The California Republican, who has already lost six speaker votes over the last two days, agreed to the compromises during negotiations late Wednesday after the House adjourned to block a seventh ballot.
In his quest to reach the 218 votes he needs to become speaker, McCarthy acceded to a key demand that he had previously said he would not support: lowering the threshold of members who can move to oust the speaker from five to one, a process known as a “motion to vacate.”
He also agreed to assign more members of the Freedom Caucus, which has been at the forefront of efforts to thwart his efforts to become speaker, to House committees — including the Rules Committee, which has large sway over determining which legislation gets to the floor for a vote.
Other concessions involve allowing votes on term limits and border security legislation, according to the reports.
The Post reported Wednesday evening that a super PAC aligned with McCarthy — the Congressional Leadership Fund — reached an agreement with the conservative nonprofit Club for Growth on primary candidate funding, resolving another sticking point in the dispute.
As part of the deal, the Leadership Fund, which funds GOP House candidates, will not spend money on any open-seat primaries in safe Republican districts.
It remains unclear if the concessions will soothe the 20 hardcore Republicans opposing McCarthy.
Rep.-elect Jim Banks of Indiana said progress was made during the negotiation sessions between McCarthy and members of the conservative House Freedom Caucus, and said the changes to the rules would be beneficial.
“The rules that have been negotiated are really good to empower rank-and-file members and take power away from the hands of just one or two people in leadership and that’s good for the institution. It’s good for the party,” Banks told “Fox & Friends” Thursday morning.

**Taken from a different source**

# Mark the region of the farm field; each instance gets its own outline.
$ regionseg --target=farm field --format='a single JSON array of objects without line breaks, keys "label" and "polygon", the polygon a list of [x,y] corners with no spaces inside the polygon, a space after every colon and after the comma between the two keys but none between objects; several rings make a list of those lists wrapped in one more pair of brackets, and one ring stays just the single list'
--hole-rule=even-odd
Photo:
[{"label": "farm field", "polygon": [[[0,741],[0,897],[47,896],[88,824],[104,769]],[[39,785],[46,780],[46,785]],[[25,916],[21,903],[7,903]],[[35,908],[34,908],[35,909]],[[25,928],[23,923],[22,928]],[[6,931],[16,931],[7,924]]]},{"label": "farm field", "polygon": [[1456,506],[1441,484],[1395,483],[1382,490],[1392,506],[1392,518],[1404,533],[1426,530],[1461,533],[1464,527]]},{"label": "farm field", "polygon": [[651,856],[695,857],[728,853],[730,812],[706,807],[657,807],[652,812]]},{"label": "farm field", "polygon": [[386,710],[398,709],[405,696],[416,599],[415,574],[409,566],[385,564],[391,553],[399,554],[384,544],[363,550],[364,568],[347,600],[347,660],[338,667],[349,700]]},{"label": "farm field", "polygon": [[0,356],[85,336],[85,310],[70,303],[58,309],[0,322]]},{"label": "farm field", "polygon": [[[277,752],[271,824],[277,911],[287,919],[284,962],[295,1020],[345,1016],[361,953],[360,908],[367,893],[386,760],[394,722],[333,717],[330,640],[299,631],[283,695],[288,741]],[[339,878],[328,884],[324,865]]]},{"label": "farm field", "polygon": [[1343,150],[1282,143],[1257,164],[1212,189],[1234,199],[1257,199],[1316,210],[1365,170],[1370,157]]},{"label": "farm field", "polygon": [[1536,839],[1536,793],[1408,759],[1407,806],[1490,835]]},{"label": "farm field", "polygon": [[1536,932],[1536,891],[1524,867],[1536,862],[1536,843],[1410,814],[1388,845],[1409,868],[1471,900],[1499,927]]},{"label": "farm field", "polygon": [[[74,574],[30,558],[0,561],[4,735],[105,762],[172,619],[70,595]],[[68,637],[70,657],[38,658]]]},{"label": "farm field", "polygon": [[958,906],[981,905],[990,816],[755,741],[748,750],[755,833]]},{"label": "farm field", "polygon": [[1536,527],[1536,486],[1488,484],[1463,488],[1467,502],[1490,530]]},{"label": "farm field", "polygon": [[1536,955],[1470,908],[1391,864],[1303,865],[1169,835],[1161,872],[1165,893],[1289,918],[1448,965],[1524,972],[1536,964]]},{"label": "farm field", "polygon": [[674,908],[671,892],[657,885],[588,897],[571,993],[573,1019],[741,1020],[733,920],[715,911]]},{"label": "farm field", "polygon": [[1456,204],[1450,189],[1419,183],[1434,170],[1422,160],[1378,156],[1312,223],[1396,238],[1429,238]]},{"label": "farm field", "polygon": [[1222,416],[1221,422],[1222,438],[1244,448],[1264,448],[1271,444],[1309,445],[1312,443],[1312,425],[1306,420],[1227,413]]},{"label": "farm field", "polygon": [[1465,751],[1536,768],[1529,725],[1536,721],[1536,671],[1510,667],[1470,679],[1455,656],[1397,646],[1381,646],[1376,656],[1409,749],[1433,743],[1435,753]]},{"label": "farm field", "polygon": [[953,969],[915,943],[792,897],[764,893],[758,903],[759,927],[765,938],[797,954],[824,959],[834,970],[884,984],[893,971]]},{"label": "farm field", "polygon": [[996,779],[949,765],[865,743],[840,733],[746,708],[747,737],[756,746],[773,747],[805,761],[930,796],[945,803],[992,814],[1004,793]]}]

“It’s time to move forward and unify. And we’ve got to get back to work,” he said.
But some moderate GOP House members fear McCarthy would be a speaker in name only after giving away much of his leverage to the Freedom Caucus.
“I don’t like it,” Rep. Carol Miller (R-WV) told CNN. “He has two years to prove himself, and that goes by very quickly, so I think we just need to get on with the business that the American people have sent us here to do, and that is to govern. It’s to take care of our border, it’s to get spending under control. It’s to be leaders.”
Rep.-elect Warren Davidson of Ohio, a McCarthy supporter, suggestion the concessions may have come too late because of the stiff resistance to the California lawmaker.
“The reality is,” he told CNN, “there are some people who, in their estimation, there’s no way they’re going to be able to support Kevin McCarthy.”